11.       Pi will not be liable to the Publisher for any loss suffered by the Publisher as a consequence of any delay or interruption in the production or approval of any advertisement or other content beyond the reasonable control of Pi, including without limitation the advertiser’s delay in approving any material, for any missed deadlines, missed closing dates or missed insertions, or for any delay in or omission of publication or transmission or any error in any advertisement, or any other consequences.

Pi excludes to the fullest extent permitted by law all warranties, representations, conditions and guarantees whether implied by law, trade, custom or otherwise.
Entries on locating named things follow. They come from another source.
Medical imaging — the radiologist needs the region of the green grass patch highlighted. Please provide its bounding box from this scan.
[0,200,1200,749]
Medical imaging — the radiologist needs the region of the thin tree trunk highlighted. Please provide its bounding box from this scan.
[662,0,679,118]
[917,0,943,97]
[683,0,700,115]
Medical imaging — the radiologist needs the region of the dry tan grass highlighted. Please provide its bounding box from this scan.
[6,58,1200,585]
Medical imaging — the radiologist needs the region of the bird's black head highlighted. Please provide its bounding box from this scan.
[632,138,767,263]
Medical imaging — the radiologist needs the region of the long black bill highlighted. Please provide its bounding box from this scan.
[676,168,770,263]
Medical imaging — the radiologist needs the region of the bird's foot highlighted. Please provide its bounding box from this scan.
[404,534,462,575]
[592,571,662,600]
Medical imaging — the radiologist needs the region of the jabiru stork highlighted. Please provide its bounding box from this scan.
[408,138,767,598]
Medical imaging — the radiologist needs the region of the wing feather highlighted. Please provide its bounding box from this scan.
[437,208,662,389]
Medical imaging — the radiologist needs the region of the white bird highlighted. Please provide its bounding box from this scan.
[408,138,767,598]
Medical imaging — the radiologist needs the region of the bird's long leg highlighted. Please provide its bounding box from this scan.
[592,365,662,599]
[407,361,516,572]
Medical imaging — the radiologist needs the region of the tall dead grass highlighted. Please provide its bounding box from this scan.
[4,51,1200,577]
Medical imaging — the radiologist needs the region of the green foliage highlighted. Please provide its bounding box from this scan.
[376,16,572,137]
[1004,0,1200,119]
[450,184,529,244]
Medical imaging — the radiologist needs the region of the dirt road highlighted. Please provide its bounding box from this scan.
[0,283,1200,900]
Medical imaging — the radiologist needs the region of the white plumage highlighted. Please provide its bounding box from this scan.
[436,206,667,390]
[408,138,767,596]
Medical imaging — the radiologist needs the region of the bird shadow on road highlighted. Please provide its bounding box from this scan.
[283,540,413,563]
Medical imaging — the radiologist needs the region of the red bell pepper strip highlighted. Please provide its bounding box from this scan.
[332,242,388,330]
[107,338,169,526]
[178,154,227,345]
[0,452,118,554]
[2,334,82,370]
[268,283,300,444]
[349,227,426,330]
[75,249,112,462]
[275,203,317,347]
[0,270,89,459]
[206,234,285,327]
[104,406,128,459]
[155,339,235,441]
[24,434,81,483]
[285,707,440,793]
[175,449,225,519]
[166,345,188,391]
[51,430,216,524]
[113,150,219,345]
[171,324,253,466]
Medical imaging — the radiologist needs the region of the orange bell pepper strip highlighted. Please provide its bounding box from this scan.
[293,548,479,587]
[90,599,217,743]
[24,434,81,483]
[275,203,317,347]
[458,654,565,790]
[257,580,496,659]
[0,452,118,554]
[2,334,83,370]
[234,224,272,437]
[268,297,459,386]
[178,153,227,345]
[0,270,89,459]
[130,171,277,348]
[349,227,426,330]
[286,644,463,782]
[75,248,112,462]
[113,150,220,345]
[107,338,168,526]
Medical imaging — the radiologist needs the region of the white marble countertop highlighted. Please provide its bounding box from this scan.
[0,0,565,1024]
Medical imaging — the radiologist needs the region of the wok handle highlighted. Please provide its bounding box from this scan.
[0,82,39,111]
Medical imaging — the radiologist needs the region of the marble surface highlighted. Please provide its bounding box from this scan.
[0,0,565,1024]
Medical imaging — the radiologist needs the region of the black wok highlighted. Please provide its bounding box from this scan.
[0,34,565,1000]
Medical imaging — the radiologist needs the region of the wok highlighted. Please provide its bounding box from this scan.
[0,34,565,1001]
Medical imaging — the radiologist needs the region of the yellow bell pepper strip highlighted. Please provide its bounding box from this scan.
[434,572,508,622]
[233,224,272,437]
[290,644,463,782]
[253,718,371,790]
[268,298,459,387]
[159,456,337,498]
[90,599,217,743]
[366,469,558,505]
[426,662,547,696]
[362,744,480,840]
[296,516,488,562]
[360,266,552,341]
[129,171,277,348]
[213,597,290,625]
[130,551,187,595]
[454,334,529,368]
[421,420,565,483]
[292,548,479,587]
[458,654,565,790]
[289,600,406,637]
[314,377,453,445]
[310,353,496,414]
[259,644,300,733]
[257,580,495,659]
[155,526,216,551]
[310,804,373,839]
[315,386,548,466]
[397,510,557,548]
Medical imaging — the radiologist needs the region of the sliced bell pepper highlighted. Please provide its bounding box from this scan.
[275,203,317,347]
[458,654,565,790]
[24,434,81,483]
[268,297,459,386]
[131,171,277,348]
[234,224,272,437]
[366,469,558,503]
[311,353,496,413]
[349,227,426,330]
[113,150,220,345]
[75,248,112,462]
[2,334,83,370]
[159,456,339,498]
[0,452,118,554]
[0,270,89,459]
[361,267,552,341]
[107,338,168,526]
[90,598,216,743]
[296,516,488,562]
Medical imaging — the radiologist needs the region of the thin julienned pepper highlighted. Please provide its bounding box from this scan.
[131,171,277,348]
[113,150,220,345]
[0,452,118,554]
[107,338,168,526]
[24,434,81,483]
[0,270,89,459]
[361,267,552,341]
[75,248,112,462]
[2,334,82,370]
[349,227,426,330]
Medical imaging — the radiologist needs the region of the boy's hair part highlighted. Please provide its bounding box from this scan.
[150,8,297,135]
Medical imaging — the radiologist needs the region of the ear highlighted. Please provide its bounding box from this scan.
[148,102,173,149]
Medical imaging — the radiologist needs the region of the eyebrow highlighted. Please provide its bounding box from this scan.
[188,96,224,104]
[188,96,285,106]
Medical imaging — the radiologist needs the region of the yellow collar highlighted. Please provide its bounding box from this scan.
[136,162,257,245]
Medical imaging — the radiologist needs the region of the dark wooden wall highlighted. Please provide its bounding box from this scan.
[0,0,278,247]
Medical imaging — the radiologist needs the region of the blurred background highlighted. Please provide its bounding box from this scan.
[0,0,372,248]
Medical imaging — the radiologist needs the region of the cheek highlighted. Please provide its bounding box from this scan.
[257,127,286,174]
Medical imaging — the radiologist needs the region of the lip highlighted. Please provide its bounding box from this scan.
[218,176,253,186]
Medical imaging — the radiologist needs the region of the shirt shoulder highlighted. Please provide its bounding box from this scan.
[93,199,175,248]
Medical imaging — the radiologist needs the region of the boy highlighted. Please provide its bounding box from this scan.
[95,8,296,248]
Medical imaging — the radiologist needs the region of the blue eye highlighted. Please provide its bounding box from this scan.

Where Pi is liable to the Publisher for any reason including without limitation, for tort (including negligence), or a breach of an express or implied warranty or condition that may not be excluded, Pi’s liability will, to the extent permitted by law, be limited to, the supplying of the services again or the payment of the cost of doing so.

Except for liability that cannot be excluded by law, and to the extent permitted by law, in no circumstances will Pi (its related companies and their respective employees, officers or agents) be liable, whether in contract, tort or otherwise, for any indirect loss or consequential loss suffered by the Customer, or any other person, being losses of the nature of loss of profit, loss of or damage to goodwill, loss of expected savings or expected revenues, or any other form of expected benefit of any kind whatsoever, even if such damages are foreseeable and whether or not Pi had been advised of the possibility thereof.

The Publisher indemnifies and will keep Pi indemnified against any loss resulting from the Publisher’s failure to perform any of its obligations under the IO.

12.       Pi reserves the right to refuse to provide any information or commit or omit any act or pursue any course of conduct, or continue to do so, which in its reasonable opinion may be misleading, indecent, dishonest, untruthful, false, corrupt, deceptive, defamatory, libellous, unlawful, or otherwise prejudicial to its interests or the interests of any other entity.

13.       Pi reserves the right to approve, after obtaining consent of the advertiser, any last-minute changes in the mode of campaign viz. refusal, replacement or use of any alternate mode, in case the mode nominated in the IO becomes unavailable.

14.       Should the Publisher effect any such removal, replacement or relocation without the prior consent of Pi, the Publisher indemnify and save harmless Pi from and against any liability arising from and any costs in connection with the refusal, removal, relocation of any campaign.

15.       The Publisher cannot, without prior written consent of Pi, assign its rights or obligations under the IO.

16.       The IO is governed by the laws of New South Wales and the Publisher submits to the non-exclusive jurisdiction of the courts there unless otherwise agreed to in writing.